Why the lower reported prevalence of asthma in patients diagnosed with COVID-19 validates repurposing EDTA solutions to prevent and manage treat COVID-19 disease.

There currently is no specific antiviral drug or a vaccine for SARS-CoV-2/COVID-19 infections; now exceeding 10,300,000 infections worldwide. In the absence of animal models to test drugs, we need to find molecular explanations for any unforeseen peculiarities in clinical data, especially the recent reports describing an unexpected asthma paradox. Asthma is considered a high medical risk factor for susceptibility to SARS-CoV-2/COVID-19 infection, yet asthma is not on the list of top 10 chronic health problems suffered by people who died from SARS-CoV-2/COVID-19. Resolving this paradox requires looking beyond the binary model of a viral receptor-binding domain (RBD) attaching to the ACE-2 receptor. A NCBI pBlast analysis revealed that the SARS-CoV-2 surface spike protein contains key two calcium-dependent fusion domains that are almost identical to those that were recently discovered SARS-CoV-1. These viral calcium-dependent binding domains can facilitate membrane fusion only after cleavage by the host surface protease TMPRSS2. Importantly, TMPRSS2 also requires calcium for its SRCR (scavenger receptor cysteine-rich) domain and itsLDLRA(LDL receptor class A) domain. Thus, the presence of EDTA excipients in nebulized ß2-agonist medicines can disrupt SARS-CoV-2/COVID-19 infection and can explain the asthma paradox. This model validates repurposing EDTA in nebulizer solutions from a passive excipient to an active drug for treating COVID-19 infections. Repurposed EDTA delivery to respiratory tissues at an initial target dose of 2.4 mg per aerosol treatment is readily achievable with standard nebulizer and mechanical ventilator equipment.
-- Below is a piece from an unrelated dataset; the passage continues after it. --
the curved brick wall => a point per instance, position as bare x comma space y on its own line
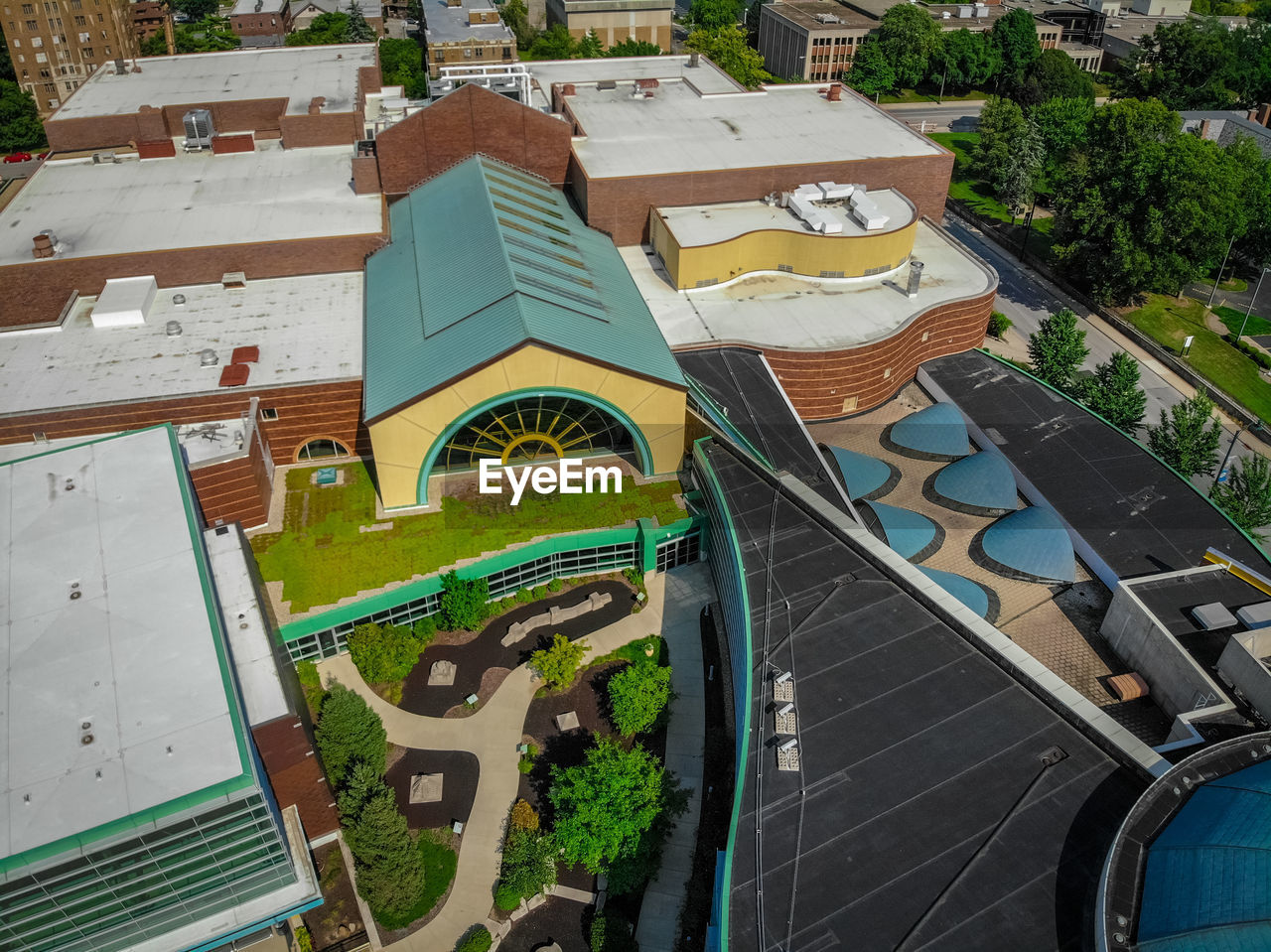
820, 381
EDTA warrants further investigation as a potential treatment for SARS-CoV-2/COVID-19 in consideration of the new calcium requirements for virus infection and the regular presence of EDTA excipients in common asthma medications such as Metaproterenol. Finally, the natural history of Coronavirus diseases and further analysis of the fusion loop homologies between the Betacorona SARS-CoV-2 virus and the less pathogenic Alphacorona HC0V-229E virus suggest how to engineer a hybrid virus suitable for an attenuated alpha-beta SARS-CoV-2/COVID-19 vaccine. Thus, replacing SARS-CoV-2 fusion loops (amino acids 816-855) with the less pathogenic HCoV-229E fusion loop (amino acids 923-982) may provide antigenicity of COVID-19, but limit the pathogenicity to the level of HCoV-229E.